Person Recital Hall is about the right size and has about the right kind of styling to allow an audience to fantasize that they were privileged to be at an exclusive musicale in 18th-century Vienna on Tuesday night, November 13. All of the music had been composed between 1770 and 1810 and it was being played upon instruments either restored to reflect the designs of the period or upon copies of instruments of the period. The wonderfully mellow toned fortepiano was a copy of an unspecified instrument of Beethoven’s time made by R. T. Regier of Freeport. It had been donated to UNC in memory of the Fitzgerald Family. The violin had the flatter bridge and the cello was played held between the player’s calves without a floor pin.

Franz Joseph Haydn composed the Trio in E Minor, H. XV:12, in 1788, about the same time as the “Oxford” Symphony (No. 92). He had previously composed for the harpsichord but this was his first work for the new “Hammerflügel” (fortepiano) by Wenzel Schanz. Fortepianist Karyl Louwenaar Lueck played with the lid fully up but never swamped the two string players, violinist Karen Clarke and cellist Brent Wissick. The allegro moderato was full of twists, turns and hesitations with the violin and cello more often than not, imitating and taking up themes initiated by the fortepiano. The charming andante opened with pizzicato strings against the fortepiano theme. It featured elaborate ornamentation. The rondo finale showcased a playful keyboard tune with rapid string commentary and a droning string figure at one point.

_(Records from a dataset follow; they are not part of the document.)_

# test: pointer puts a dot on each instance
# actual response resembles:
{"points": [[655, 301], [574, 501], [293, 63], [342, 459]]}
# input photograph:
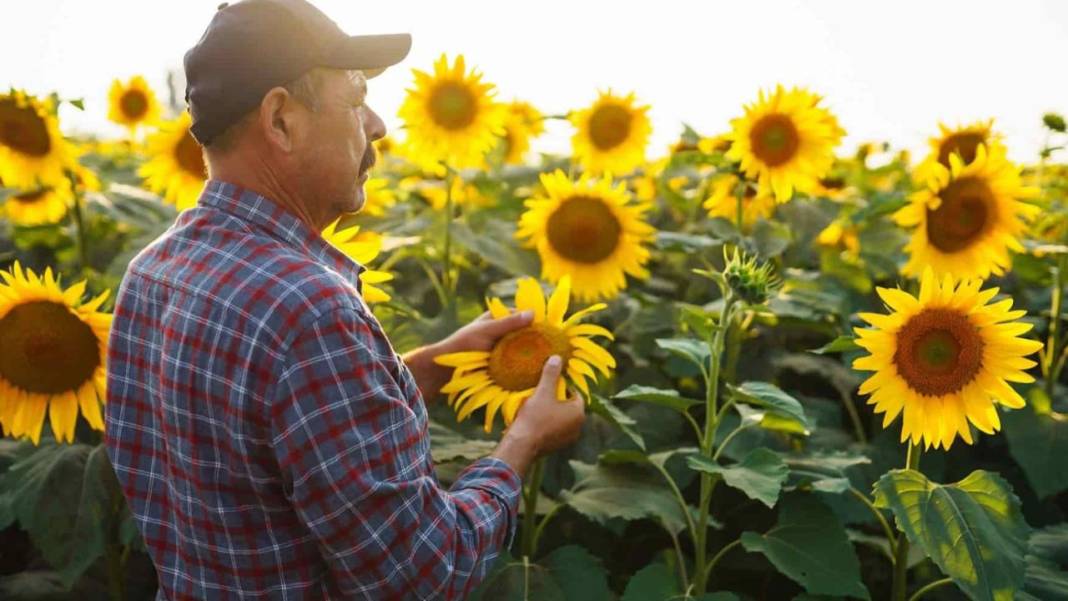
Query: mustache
{"points": [[370, 158]]}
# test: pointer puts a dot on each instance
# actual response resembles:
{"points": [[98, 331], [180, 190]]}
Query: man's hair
{"points": [[305, 89]]}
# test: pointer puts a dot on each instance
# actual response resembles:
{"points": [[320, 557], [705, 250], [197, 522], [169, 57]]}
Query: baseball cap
{"points": [[255, 45]]}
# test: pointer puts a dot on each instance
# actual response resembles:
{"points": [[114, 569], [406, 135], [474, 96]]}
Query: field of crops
{"points": [[810, 374]]}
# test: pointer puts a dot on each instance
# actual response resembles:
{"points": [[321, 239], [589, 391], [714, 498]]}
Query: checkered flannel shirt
{"points": [[269, 441]]}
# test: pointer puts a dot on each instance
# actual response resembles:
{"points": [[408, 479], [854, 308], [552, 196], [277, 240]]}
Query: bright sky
{"points": [[890, 70]]}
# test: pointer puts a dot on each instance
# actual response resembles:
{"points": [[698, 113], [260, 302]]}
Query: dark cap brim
{"points": [[370, 53]]}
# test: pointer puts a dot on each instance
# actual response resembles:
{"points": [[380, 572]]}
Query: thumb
{"points": [[550, 372]]}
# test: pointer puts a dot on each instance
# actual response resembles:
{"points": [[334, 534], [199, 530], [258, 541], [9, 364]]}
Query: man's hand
{"points": [[480, 334], [543, 424]]}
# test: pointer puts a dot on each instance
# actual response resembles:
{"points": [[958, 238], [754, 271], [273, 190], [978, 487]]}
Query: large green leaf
{"points": [[606, 491], [774, 400], [810, 546], [1033, 439], [759, 474], [568, 573], [663, 397], [973, 530]]}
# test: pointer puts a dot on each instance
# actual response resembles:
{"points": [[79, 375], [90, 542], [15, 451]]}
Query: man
{"points": [[270, 442]]}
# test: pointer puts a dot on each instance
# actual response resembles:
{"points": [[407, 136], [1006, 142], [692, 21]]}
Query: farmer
{"points": [[270, 442]]}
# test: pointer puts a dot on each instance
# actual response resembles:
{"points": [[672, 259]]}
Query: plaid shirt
{"points": [[269, 441]]}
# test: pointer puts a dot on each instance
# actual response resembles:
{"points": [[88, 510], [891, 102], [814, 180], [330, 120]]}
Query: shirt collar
{"points": [[279, 223]]}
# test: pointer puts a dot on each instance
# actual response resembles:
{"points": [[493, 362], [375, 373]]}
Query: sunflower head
{"points": [[33, 153], [451, 115], [175, 168], [611, 135], [132, 104], [589, 230], [944, 360], [55, 348], [785, 140], [969, 217], [502, 378], [363, 248]]}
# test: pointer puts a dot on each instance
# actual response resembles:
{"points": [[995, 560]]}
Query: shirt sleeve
{"points": [[355, 458]]}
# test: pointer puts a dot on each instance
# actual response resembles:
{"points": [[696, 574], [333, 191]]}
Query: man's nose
{"points": [[374, 126]]}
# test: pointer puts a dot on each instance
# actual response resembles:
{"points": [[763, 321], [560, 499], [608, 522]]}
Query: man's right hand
{"points": [[543, 424]]}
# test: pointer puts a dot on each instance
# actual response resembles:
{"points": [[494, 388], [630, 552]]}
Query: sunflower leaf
{"points": [[663, 397], [810, 546], [759, 474], [788, 411], [972, 530]]}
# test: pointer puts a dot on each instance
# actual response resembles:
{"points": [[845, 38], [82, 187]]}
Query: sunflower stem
{"points": [[79, 223], [900, 583], [711, 422], [530, 508]]}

The “touch of Paris” came next in the form of the Sonata No. 2 in D Major for Violoncello and Keyboard (1770) by Martin Berteau. Wissick explained the indirect connection between Berteau and the Vienna of Beethoven: Berteau founded the French school of cello playing, and among his pupils was the Elder Duport, who with his son was active at the Kaiser’s court, where Beethoven might have had his grasp of cello possibilities expanded. The fortepiano was but a discrete shy partner in the stately dark and mournful Siciliana, which Wissick bowed with beautiful articulation with long unbroken phrases. The Theme and Variations movement brought out most of the tricks of the trade of the French school. After a slow statement of the theme, a faster variation featured high harmonics, another, extraordinarily fast bowing and the last, extremely complex fingering along with double and triple stops.

Violinist Clarke joined fortepianist Lueck next for Schubert’s charming, lightweight Sonatina in G Minor, D.408 (1810). The piece was pleasant but utterly forgettable.

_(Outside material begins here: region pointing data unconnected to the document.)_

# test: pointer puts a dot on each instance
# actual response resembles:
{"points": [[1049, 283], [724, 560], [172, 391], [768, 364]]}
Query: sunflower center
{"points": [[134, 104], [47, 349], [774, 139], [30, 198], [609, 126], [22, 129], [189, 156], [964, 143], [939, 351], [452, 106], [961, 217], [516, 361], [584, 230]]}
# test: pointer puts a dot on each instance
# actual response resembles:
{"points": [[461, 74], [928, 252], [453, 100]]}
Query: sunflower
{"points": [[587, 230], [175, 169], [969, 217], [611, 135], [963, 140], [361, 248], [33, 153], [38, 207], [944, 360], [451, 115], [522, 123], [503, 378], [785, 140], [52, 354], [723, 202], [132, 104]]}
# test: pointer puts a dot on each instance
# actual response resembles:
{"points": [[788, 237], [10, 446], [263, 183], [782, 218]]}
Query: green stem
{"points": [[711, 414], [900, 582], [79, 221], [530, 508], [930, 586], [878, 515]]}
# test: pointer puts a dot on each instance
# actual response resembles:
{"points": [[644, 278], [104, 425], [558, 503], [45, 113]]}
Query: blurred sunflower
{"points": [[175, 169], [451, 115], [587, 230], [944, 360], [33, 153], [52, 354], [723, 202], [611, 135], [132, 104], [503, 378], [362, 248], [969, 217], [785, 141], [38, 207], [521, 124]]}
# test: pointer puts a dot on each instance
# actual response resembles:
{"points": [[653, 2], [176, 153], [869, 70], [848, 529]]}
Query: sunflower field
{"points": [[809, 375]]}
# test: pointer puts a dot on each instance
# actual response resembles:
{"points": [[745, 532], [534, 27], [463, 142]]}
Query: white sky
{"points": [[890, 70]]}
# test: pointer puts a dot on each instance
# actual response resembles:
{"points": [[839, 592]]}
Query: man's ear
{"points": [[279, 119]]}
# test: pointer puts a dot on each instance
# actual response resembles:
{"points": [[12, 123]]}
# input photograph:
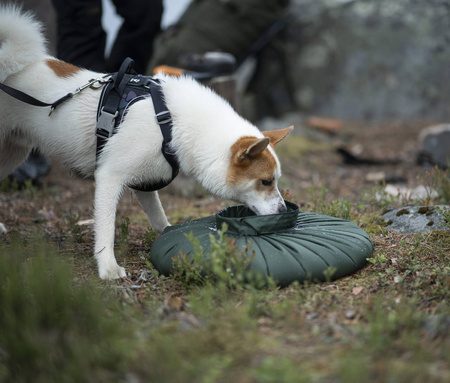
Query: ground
{"points": [[388, 322]]}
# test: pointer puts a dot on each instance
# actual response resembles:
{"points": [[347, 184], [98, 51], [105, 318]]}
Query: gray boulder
{"points": [[418, 219]]}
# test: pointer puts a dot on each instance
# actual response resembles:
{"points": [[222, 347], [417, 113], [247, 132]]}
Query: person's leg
{"points": [[142, 20], [80, 36]]}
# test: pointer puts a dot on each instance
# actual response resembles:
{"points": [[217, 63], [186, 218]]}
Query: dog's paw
{"points": [[112, 272]]}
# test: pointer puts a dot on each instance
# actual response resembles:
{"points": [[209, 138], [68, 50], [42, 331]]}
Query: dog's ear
{"points": [[254, 148], [276, 136]]}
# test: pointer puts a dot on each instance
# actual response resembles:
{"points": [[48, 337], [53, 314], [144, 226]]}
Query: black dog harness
{"points": [[123, 89]]}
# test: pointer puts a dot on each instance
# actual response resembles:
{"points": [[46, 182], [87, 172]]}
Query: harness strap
{"points": [[107, 118], [21, 96], [164, 120], [123, 89]]}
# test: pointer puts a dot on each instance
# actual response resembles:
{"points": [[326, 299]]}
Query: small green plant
{"points": [[223, 263], [53, 330], [73, 228], [378, 259], [149, 237]]}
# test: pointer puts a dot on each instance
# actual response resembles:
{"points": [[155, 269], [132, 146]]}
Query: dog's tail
{"points": [[21, 40]]}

The concert ended with Beethoven’s Trio in G Major, Op. 1, No. 2 (1793-4). The contrast with the opening Haydn Trio could not have been greater with all three instruments used independently in the slow opening introduction. The two middle movements featured some of the best string playing of the evening. With much of the writing in the middle range, Clarke sounded warmer and more secure than earlier. In some of the exposed high notes in earlier pieces, some notes sounded sour and other struck me as having been a little sharp. The scherzo was unusual in that it kept the cello in its lowest range much of the time allowing full exposure of Wissick’s deep rich tone. The fortepiano, which provided bright contrast, never covered the strings–indeed, the violin and cello swamped it, near the end of the first movement. To those who had attended the Eroica Piano Trio’s open rehearsal earlier in the season, the contrast between modern and “classical” instruments in the same acoustical environment could not have been greater. The sparkling brilliance of the fast Presto finale provided a welcome counterpoise and a rousing finish for a delightful evening of chamber music.